Il a de grosses journées de travail prévues, et elle ne veut pas troubler son sommeil pour une égoïste envie de lecture jusqu'à point d'heure. Elle jette un œil à sa montre et hausse les sourcils. Ca lui est assez inhabituel de ne pas respecter son rythme, mais le lendemain est un jour de congé pour elle et la Birmane se sentait d'humeur intrépide.

Elle se lève et s'étire, laissant le livre terminé sur le fauteuil occupé un instant plus tôt. Puis, resserrant les pans de sa robe de chambre contre elle, elle se glisse vers les escaliers pour les monter sur la pointe des pieds. Elle ne fait pas un bruit, seul un bruissement de tissu reste perceptible, soucieuse de ne pas réveiller la maisonnée. Pourtant, lorsqu'elle passe devant les appartements de son fils, elle se fige.

Il semblerait qu'il soit réveillé, elle peut entendre sa voix. Elle n'est pas sûre de comprendre ce qu'il dit, mais il parle à quelqu'un et il rit à gorge déployée. La mère sent son coeur se serrer. Il y a si longtemps qu'il n'avait pas ri de la sorte ! Avait-il seulement déjà rit ainsi ? Soudain, une voix de femme lui répond et plaisante avec lui.

Ignorant le terrible sentiment qui tord à présent son estomac, Ma Kyi Nyunt étale un sourire sur son visage, imaginant que son fils est en visio avec une amie et que, enfin, il pense à sa vie de famille future. Pourtant, il faut énormément de force à la femme pour se détacher de la conversation dont elle n'entend que les éclats de voix et continuer son ascension jusqu'à ses propres appartements, qu'elle partage avec son époux.

Alors qu'elle se faufile dans le lit, prenant garde à ne pas réveiller le Birman, elle se demande si Arun n'aurait pas pu rencontrer Zoya grâce à Kassem, et que les deux se seraient plu. Peut-elle espérer un aussi bon dénouement ? C'est celle pour laquelle elle prie en tout cas, toute la nuit, alors que ses yeux refusent de se fermer et son esprit de se taire.
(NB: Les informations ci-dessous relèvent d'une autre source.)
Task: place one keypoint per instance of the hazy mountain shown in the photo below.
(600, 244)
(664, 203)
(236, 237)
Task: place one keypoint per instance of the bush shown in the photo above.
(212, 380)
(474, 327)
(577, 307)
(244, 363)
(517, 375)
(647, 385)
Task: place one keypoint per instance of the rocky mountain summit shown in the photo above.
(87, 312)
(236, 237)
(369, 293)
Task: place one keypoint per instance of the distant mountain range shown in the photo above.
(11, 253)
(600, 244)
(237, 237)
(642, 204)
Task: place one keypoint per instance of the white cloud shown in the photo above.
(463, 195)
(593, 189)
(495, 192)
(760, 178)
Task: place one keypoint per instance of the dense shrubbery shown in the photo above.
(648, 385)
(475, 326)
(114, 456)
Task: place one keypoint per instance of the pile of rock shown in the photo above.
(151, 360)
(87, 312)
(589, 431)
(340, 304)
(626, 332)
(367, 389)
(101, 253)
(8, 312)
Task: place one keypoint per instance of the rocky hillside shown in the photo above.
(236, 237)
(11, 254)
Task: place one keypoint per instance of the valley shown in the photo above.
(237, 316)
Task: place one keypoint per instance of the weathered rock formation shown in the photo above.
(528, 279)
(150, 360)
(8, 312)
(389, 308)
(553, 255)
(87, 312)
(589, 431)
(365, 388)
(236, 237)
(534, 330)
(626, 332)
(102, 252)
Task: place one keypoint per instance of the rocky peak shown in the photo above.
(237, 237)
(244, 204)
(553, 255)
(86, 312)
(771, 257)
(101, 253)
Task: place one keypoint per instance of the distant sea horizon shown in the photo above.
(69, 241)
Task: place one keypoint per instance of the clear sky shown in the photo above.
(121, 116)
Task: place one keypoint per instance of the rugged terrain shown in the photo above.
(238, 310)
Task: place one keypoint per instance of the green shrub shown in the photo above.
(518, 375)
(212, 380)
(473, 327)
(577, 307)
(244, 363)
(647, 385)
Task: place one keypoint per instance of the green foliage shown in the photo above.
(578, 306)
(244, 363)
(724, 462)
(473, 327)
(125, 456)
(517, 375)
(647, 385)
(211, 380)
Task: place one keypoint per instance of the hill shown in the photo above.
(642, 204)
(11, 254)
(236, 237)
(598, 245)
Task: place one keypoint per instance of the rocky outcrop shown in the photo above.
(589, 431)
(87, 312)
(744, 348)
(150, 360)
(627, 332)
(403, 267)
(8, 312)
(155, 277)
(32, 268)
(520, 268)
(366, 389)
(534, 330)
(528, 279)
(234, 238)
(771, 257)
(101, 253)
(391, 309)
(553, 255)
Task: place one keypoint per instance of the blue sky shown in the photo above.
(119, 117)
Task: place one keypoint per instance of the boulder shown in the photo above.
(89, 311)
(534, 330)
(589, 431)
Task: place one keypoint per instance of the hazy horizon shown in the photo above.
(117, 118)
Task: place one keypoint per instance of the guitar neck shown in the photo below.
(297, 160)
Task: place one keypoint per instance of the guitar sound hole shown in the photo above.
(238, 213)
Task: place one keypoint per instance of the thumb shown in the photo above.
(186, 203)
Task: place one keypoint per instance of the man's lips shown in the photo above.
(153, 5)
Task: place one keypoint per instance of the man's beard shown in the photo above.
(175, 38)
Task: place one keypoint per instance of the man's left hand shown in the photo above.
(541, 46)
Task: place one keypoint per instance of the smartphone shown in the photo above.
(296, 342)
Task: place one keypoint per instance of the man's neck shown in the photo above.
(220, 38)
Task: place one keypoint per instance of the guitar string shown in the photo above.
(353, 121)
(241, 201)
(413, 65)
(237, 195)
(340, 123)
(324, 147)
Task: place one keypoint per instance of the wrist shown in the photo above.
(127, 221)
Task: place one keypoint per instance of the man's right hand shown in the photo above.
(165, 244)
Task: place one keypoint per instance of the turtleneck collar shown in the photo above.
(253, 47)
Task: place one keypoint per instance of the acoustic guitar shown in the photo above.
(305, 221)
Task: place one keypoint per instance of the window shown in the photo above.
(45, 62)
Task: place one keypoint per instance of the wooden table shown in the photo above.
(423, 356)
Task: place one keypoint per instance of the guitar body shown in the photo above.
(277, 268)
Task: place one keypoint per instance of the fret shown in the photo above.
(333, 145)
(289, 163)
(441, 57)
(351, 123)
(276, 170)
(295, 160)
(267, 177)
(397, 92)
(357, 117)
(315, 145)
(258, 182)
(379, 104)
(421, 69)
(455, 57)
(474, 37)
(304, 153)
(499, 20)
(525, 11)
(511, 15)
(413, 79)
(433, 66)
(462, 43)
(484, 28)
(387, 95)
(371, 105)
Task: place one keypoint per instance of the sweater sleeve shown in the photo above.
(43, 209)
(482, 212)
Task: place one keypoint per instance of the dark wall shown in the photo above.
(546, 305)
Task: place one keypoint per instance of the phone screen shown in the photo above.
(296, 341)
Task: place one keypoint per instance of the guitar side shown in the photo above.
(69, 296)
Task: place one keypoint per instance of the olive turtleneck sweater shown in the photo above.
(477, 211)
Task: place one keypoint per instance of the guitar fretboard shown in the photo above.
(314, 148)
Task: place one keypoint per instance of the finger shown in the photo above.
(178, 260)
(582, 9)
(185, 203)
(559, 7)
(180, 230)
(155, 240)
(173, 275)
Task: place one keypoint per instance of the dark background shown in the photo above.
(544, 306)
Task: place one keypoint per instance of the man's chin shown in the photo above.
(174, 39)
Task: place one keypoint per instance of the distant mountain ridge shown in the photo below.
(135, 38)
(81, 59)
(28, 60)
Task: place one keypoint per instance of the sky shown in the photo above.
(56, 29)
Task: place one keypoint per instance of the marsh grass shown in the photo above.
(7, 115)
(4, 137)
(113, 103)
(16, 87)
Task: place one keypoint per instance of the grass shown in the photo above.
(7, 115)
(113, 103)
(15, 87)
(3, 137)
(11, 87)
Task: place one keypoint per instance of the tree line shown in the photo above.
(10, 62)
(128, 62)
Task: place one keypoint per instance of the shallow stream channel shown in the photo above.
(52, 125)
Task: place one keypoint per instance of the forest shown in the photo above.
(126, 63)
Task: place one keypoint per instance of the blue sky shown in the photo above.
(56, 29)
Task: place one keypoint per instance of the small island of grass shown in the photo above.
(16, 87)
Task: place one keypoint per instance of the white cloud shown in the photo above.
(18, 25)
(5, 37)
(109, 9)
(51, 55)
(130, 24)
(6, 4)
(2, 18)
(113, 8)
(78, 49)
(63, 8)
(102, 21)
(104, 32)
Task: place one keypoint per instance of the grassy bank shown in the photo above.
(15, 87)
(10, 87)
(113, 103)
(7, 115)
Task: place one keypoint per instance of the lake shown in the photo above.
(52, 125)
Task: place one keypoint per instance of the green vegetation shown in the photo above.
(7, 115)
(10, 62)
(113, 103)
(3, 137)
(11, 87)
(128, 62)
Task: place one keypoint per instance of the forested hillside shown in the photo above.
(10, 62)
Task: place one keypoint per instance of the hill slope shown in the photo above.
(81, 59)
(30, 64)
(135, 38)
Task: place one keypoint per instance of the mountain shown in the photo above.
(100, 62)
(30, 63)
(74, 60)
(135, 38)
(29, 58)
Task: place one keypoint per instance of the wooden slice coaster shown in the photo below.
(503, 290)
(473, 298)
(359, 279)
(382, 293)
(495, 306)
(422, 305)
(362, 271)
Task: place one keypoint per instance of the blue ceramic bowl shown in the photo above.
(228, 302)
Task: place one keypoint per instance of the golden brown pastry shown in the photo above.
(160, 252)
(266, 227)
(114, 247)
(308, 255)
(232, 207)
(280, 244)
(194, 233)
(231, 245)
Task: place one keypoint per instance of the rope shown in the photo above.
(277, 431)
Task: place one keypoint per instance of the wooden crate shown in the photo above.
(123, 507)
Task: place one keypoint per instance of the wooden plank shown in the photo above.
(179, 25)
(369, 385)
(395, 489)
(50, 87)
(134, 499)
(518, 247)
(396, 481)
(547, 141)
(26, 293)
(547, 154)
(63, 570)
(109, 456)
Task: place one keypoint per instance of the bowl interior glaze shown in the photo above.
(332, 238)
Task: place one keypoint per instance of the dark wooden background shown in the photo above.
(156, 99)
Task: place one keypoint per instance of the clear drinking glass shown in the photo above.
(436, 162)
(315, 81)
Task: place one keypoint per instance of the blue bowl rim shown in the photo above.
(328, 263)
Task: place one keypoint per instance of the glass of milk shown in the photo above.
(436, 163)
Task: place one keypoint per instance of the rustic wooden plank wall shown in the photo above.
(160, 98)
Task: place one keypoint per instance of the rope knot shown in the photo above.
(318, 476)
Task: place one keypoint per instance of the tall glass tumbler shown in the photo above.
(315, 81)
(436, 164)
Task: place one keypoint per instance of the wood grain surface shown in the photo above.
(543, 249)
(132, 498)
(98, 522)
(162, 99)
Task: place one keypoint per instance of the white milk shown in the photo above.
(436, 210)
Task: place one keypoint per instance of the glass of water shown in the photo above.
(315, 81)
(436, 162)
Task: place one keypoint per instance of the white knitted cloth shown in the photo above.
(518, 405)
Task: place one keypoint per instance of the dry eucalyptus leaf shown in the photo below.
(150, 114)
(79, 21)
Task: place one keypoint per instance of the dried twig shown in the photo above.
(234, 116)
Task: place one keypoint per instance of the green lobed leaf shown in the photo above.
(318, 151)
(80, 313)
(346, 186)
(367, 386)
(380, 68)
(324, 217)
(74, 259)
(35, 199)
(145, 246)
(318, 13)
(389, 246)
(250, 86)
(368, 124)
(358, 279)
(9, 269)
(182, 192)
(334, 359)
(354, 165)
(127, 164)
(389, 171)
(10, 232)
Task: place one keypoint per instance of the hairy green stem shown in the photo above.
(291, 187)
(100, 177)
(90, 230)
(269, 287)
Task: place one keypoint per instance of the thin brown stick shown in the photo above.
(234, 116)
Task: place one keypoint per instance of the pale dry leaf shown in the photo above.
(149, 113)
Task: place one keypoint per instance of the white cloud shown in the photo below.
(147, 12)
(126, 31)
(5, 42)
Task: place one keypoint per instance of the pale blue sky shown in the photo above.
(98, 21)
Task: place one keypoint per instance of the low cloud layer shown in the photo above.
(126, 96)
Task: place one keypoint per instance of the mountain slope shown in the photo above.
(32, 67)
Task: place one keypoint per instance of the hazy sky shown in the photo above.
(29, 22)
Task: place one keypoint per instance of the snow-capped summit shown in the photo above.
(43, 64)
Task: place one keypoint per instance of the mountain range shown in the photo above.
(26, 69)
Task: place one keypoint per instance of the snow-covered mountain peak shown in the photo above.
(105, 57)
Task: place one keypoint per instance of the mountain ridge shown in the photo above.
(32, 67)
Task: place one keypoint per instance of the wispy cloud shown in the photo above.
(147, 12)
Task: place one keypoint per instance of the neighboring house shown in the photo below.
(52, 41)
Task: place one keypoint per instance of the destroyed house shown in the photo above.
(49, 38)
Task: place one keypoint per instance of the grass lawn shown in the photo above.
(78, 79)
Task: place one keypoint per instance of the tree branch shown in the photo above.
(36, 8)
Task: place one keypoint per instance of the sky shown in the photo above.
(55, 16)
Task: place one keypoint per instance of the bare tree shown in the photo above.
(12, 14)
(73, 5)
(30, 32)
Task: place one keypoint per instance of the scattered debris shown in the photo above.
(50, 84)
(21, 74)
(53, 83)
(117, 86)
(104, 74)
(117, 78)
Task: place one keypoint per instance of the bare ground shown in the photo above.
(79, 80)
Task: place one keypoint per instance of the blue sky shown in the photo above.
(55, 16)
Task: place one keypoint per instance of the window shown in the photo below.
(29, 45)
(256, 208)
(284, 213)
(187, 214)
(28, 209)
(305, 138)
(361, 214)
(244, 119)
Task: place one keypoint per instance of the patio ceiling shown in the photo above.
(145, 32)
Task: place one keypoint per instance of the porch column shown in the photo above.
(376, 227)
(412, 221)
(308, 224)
U Tha Dara est déjà parti lorsque la femme se réveille. Elle a dormi à peine quelques heures et se sent épuisée. Pourtant, les souvenirs de la veille lui reviennent en plein visage et elle bondit presque de son lit, enfilant rapidement une robe de chambre pour descendre déjeuner. Si elle se dépêche, elle pourra peut-être voir son fils avant qu'il ne quitte la maison.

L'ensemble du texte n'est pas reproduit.